DISCLAIMER: (See Prologue)
Walking With Captain Trips
Chapter Four
I couldn't stay there all day. My legs were starting to fall asleep from being still. I either had to go back up to my apartment or out into the dead city.
I didn't think I could face Dutchy just then. So I started walking. Threading my way in between the stalled and crashed cars, my eyes averted from their occupants. I didn't really have a plan as to where I was going. I just wandered, staring into deserted shop windows, many of them broken, the stores looted. And apparently the whole city was powerless; I didn't see any lights.
I had made it all the way to 5th Street before I really got ahold of myself. It was probably best to get something to eat while I was out here. And I still hadn't found any other survivors. Not that I was going to, but I guess it would be better to tell Dutchy I at least looked.
I turned around and started heading back towards the grocery by my apartment building, but a familiar street caught my eye. One I hadn't been down in a long time. It was Finch Street, which opened up into Greeley Square, not far from the miserable little orphanage where I had once lived. The boys had alwayscome here to play rather than being cramped inside. There the old greening statue sat, perfect to climb on, the old man a silent witness to all the mistakes of the world around him. "Go West, young man," he instructed us. Well, we went West. Now look what came back East, Horace.

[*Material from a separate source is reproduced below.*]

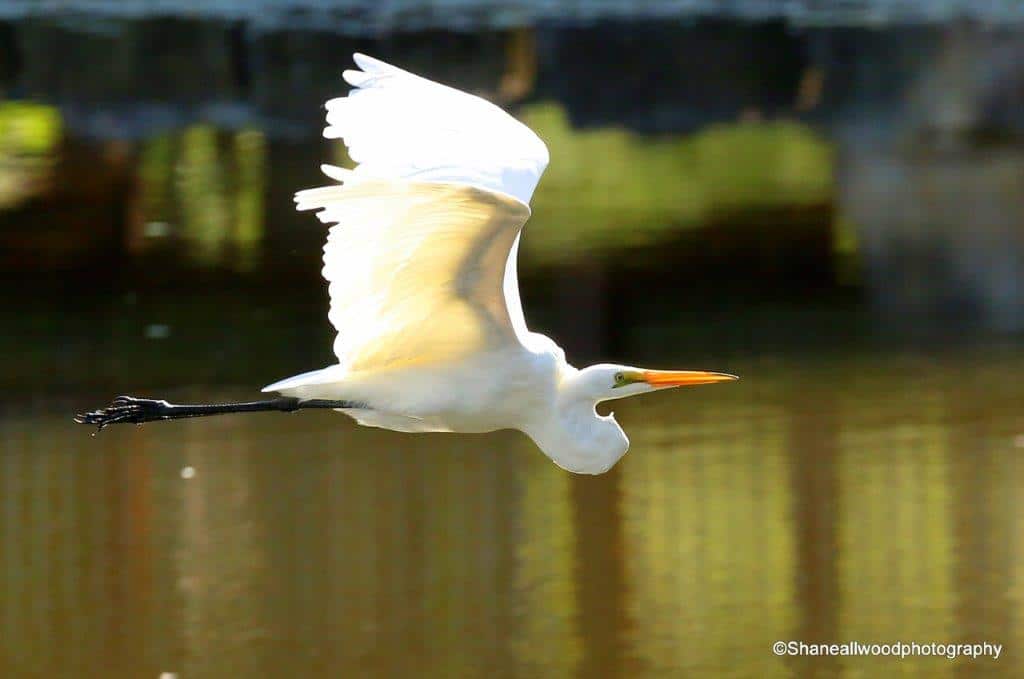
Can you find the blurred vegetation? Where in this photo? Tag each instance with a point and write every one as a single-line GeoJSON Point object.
{"type": "Point", "coordinates": [207, 186]}
{"type": "Point", "coordinates": [29, 135]}
{"type": "Point", "coordinates": [611, 188]}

I kicked the base of the statue. Take that for giving us some lousy advice. I was only rewarded with silence and a throbbing pain in my toes. Sighing, I turned to stare down the street at the decrepit building of the orphanage. Maybe it was some of that sick, sappy nostalgia, but I ended up wandering closer. Then closer. And closer still, until I was at the door. Well, if I'd come this far...
For a moment, I had forgotten the dead bodies. The compressed stench that hit me when the door swung open with a screech was a painful reminder. I didn't have much time to dwell on it, though.

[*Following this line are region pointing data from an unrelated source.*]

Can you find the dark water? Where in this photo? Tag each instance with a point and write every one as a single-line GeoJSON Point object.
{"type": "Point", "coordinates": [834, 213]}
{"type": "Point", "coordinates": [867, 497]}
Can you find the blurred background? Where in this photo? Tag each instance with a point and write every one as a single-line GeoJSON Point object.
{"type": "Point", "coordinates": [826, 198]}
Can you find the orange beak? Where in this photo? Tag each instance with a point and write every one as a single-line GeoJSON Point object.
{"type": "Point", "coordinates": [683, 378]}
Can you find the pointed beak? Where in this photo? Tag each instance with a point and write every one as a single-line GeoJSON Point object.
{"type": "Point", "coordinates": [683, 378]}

"Who's dere?!" yelled a startled voice from up the stairs. I nearly fell over in shock. Dutchy had been right after all, there were still others.... "I said who's out dere?!" the boy called again, and I could hear him coming down the stairs to investigate.
"It's me! It's... Skittery..."
The other boy came into view, spooked Asian eyes studying me. "Skittery? Why'd you come back heah? I t'ought you'd said you'd never come heah again..."
Oh. Right. That little detail. It wasn't important now; I pushed it aside. "Swifty. Swifty... you made it..."
He nodded, with no great pride in the fact. "Yeah... me... me'n Mush, Snipeshooter, an' Kid Blink." A pause, then mournfully, "We'se all dat's left. Itey'n Snitch... we thought dey'd pull through foah a while, but... I'm shoah you saw it."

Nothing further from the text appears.